While Erik is frustrated with an even smaller budget and an even smaller and less experienced team here in America, Pegasus is racking up victories and furthering race knowledge and development of Erik’s bikes in Germany. You only have to look at the bike’s they’re riding for evidence of that: parts like carbon monocoque intake funnels that feed pressurized air into the airbox while simultaneously supporting the front fairing, instruments and reservoirs and one-piece carbon airbox covers, seat units and rear subframes abound. Riding a stock XB12R I was called a “roadblock” by a Pegasus parts-equipped Thomas, a roadblock dragging the pegs and exhaust and trying pretty damn hard to keep up.

It’s not until you ride one of the team’s race bikes that you truly understand what they’re doing. Lapping Manni’s 1125R race bike was a revelation, it’s what every version of Erik’s controversial water-cooled bike should have been. Where the stock bike is imprecise; won’t hold a line; has flat, uninspiring power; and just plain doesn’t feel at home on a race track, Manni’s race bike is one of the better track bikes I’ve ever ridden. Careful modifications to the suspension and some basic motor work have created a bike that steers precisely, holds its line even when you bounce your knee or a peg on the track a little too hard and let’s you put the now impressive power down with confidence. Where the stock bike just sort of mildly accelerates, Manni’s easily wheelies off the throttle when you’re just trying to drive out of a corner. Combine that with the roomy cockpit that actually makes moving my 6’ 2” frame around the bike easy, the outstandingly sensitive brakes and the comfortable ergonomics and you can see where Erik was going with this whole Adam West Batbike thing all along.

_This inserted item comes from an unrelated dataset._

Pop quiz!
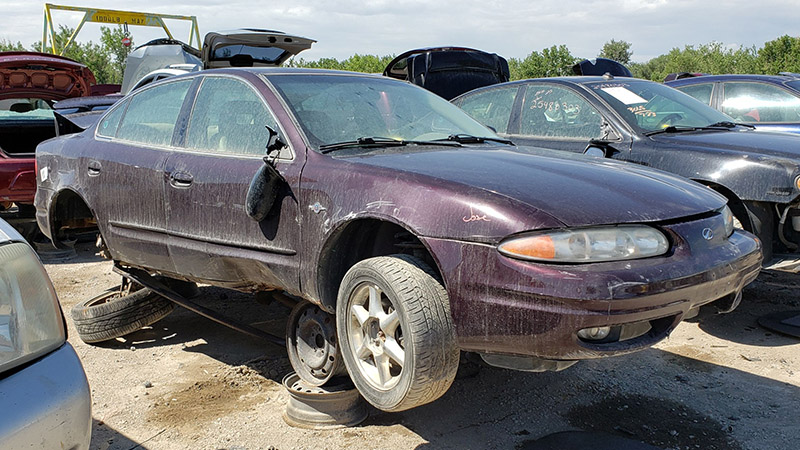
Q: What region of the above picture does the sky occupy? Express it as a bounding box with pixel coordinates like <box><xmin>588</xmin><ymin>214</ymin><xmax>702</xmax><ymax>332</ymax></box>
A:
<box><xmin>0</xmin><ymin>0</ymin><xmax>800</xmax><ymax>62</ymax></box>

The big question for Pegasus seems to be: where to go from here? Right now they’re winning some races and building some cool bikes, all in their spare time. The next logical step would be to campaign the 1190RR in the German IDM superbike series, but that’s serious, international-level racing where a single ECU with the traction and wheelie control capabilities they need could set them back €180,000, nearly as much as they spend on a full, multi-bike season now. Without a major company to contribute to the IDM manufacturer’s pool and provide six figure sponsorship, they just don’t know where they could find the money to race Buells at that level. But, if anyone can figure out how to keep winning races on Americans sportsbikes, it’s these Germans.